Katcher v. Home Savings & Loan Ass'n

245 Cal. App. 2d 425, 53 Cal. Rptr. 923, 1966 Cal. App. LEXIS 1481
CourtCalifornia Court of Appeal
DecidedOctober 6, 1966
DocketCiv. 28695
StatusPublished
Cited by17 cases

This text of 245 Cal. App. 2d 425 (Katcher v. Home Savings & Loan Ass'n) is published on Counsel Stack Legal Research, covering California Court of Appeal primary law. Counsel Stack provides free access to over 12 million legal documents including statutes, case law, regulations, and constitutions.

Bluebook
Katcher v. Home Savings & Loan Ass'n, 245 Cal. App. 2d 425, 53 Cal. Rptr. 923, 1966 Cal. App. LEXIS 1481 (Cal. Ct. App. 1966).

Opinion

JEFFERSON, J.

This is an appeal from the judgment dismissing plaintiffs’ complaint upon the granting of defendant’s motion for a summary judgment.

These background facts are undisputed. Plaintiffs are four married couples who own homes situated along Mulholland Drive as it winds along the edge of and near the crest of the Santa Monica Mountains above Laurel Canyon and overlooking the San Fernando Valley. When plaintiffs built or became the owners of these residences they had few neighbors. The San Fernando Valley was then largely undeveloped. The site of plaintiffs’ homes commanded a breathtaking, totally unobstructed panoramic view of the valley and its surrounding mountains.
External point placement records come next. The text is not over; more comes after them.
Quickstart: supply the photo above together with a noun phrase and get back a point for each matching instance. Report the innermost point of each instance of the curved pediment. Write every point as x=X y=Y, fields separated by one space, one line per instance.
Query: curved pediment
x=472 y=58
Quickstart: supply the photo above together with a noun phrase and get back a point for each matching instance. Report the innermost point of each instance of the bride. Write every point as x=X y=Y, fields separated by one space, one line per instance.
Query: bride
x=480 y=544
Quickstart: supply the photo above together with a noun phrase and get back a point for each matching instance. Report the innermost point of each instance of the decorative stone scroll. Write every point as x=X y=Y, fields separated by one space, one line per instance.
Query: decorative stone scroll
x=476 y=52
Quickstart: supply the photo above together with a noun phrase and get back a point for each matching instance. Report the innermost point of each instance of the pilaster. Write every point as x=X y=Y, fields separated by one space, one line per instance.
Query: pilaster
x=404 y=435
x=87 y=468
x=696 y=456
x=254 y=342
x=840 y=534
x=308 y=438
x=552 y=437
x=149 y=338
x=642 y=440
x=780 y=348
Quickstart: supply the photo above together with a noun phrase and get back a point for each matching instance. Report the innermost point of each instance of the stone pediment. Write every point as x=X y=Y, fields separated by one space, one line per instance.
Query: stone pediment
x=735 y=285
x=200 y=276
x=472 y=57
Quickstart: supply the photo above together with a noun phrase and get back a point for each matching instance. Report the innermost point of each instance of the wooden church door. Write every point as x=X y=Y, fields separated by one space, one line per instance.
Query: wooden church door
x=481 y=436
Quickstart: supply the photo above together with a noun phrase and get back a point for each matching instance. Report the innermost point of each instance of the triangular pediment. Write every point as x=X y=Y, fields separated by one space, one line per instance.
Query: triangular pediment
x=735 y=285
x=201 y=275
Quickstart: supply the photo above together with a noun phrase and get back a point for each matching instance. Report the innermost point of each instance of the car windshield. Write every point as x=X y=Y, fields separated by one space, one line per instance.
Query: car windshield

Then defendant, Home Savings and Loan Association, acquired a large parcel of land in Laurel Canyon below plaintiffs. This land extended to and bordered on Mulholland Drive. Defendant sought to subdivide and construct a tract on the part of its land lying on the canyon floor below Mulholland Drive. At this point the paved portion of the road was only 24 feet in width. The remainder of the 100-foot right of way of the City of Los Angeles was unimproved and, in part, consisted of the air space over the steeply sloped ravine which ran down to defendant’s property. At some points this ravine extended down from the road as much as 100 feet.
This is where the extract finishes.